Since it launched in 2009, the name Rivieras has become synonymous with essentially one style: the laid-back loafer in cotton and mesh.
Inspired by a Spanish classic – the espadrilles – the shoe got a more mature look through an elevated back sole and a more elegant shape, taking cues from the moccasin. “We were both in our late thirties and we just didn’t feel like dressing in streetwear, so we made the Rivieras for ourselves, and it wasn’t long before our friends started asking for a pair,” explained Fabrizio Corveddu, who set up the label with his cousin Dan Amzallag.
Amzallag, whose resume includes stints at Calvin Klein and Swatch, is the man behind Rivieras’ quirky branding: each pair comes in a narrow rectangular box of a different color; when stacked together – ceiling-high – the mini-packages create a pixelated image or mosaic, that has become germane to Rivieras’ retail concept. The brand currently boasts four flagships in Paris, Ibiza, Jakarta and St. Barths, in addition to some 800 wholesale accounts, including Colette and Dover Street Market, which have stocked the brand from season one.

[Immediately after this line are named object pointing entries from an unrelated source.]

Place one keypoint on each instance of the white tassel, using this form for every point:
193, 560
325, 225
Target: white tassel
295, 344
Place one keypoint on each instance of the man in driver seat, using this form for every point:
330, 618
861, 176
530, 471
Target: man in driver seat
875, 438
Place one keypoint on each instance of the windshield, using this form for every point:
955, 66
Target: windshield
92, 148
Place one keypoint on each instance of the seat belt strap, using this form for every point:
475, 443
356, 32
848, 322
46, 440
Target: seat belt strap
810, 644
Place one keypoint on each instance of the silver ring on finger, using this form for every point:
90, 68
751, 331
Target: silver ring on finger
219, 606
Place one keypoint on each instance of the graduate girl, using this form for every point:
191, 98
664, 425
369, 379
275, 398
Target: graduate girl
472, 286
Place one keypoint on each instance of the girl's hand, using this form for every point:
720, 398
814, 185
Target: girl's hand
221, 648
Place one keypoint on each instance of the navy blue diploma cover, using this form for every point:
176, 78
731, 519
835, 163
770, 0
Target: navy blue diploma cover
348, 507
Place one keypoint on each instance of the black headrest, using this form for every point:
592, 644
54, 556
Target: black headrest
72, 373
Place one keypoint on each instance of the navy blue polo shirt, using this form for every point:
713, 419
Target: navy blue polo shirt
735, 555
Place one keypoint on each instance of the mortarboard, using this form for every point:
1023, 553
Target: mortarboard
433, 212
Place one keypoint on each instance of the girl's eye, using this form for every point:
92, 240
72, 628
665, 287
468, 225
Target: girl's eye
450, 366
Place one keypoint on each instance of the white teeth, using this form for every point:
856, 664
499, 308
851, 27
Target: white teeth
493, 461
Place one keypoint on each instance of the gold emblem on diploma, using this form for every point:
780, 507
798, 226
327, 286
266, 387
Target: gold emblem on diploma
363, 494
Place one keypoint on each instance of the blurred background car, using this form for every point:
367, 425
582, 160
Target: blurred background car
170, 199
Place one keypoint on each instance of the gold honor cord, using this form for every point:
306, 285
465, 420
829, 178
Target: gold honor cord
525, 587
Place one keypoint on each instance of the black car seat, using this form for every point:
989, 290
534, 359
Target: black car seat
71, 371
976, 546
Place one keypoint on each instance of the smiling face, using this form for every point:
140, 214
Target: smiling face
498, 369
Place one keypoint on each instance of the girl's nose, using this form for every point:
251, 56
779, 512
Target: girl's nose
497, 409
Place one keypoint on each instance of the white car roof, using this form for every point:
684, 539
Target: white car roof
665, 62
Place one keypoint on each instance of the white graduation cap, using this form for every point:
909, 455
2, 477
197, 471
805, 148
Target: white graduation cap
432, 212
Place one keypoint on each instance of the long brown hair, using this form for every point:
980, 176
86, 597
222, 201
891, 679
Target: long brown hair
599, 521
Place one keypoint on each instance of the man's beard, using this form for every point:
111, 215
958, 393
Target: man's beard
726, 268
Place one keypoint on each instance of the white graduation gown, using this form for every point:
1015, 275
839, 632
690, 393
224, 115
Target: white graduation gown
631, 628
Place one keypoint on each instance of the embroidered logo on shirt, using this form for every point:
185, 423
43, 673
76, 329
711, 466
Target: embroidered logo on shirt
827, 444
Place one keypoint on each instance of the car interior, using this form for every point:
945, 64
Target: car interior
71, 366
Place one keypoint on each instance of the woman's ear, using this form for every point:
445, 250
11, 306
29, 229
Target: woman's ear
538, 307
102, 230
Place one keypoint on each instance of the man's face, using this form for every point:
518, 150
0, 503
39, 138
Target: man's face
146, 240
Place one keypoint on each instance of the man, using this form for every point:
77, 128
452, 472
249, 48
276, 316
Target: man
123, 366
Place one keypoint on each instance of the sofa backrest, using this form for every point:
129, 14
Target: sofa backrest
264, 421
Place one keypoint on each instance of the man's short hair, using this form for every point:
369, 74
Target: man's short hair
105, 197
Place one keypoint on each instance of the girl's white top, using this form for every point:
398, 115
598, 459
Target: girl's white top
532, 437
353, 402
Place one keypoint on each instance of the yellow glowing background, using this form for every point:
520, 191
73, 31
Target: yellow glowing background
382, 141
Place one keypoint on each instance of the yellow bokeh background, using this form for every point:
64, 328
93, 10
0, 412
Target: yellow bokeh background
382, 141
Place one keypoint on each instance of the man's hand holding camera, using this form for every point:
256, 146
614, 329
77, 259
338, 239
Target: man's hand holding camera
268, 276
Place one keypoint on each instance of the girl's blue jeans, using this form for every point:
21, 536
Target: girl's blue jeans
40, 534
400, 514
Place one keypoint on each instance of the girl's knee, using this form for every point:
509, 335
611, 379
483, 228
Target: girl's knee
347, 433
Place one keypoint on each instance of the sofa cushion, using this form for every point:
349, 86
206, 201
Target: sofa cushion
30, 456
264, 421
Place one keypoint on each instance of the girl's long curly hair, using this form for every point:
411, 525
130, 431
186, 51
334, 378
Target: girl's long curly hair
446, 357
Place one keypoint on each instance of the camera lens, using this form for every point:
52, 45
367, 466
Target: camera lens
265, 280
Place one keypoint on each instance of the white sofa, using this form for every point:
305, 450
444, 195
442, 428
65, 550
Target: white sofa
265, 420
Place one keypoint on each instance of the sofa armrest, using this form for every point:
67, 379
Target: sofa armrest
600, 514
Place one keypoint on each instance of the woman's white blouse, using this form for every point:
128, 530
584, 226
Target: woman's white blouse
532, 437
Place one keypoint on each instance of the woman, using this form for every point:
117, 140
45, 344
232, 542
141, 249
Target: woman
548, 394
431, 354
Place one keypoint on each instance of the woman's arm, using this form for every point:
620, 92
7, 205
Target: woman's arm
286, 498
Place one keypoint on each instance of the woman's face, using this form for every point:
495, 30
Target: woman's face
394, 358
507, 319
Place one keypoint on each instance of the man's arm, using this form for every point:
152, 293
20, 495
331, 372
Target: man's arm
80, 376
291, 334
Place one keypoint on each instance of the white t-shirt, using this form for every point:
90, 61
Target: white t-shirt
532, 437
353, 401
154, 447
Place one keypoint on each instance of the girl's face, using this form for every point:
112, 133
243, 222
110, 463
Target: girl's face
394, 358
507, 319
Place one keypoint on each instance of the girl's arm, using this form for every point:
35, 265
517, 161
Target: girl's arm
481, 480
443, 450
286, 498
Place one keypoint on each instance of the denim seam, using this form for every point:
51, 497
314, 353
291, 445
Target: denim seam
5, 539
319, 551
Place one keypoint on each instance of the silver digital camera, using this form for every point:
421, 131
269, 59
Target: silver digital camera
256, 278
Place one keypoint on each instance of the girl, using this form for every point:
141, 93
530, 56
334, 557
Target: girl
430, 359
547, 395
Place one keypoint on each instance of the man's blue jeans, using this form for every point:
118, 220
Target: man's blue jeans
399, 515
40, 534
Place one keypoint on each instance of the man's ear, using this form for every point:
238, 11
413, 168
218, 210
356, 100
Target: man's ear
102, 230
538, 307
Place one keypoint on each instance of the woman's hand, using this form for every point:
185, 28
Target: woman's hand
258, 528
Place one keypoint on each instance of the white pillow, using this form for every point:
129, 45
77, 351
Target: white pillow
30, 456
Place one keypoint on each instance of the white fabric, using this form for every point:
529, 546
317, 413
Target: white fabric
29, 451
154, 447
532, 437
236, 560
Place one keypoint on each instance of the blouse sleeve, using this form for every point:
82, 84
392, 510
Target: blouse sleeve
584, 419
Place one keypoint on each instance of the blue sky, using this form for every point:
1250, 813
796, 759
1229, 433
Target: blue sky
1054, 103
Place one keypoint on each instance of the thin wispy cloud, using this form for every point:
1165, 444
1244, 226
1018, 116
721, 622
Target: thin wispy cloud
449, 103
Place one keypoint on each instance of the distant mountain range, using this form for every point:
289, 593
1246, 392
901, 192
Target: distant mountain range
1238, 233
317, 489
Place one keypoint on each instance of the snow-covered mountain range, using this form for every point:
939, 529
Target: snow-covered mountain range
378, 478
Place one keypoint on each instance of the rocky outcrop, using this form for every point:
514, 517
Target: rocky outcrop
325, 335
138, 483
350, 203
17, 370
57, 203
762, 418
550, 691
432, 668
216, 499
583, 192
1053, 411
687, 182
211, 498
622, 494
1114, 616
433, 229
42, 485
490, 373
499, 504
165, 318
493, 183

It’s most ambitious project yet, however, is to be a store in Shanghai, slated to open in May and meant to change its look every three to four months, accompanied by a capsule collection in matching colors that’s also to include small accessories such as hats and clutches, as the label is slowly moving away from strictly seasonal collections. “We want Rivieras to be a timeless classic rather than a fashion product. With 300,000 pairs it’s still niche, but that’s because we want organic growth,” which stood at 30 percent last season, according to Corveddu.
The shoes retail between 60 euros, or $67, and 85 euros, or $95.
New this year are the high-top Rivieras, or “Montante,” resembling laid-back ankle boots; a line of waterproof rain boots; and vinyl tuxedo loafers dubbed “le Smoking.”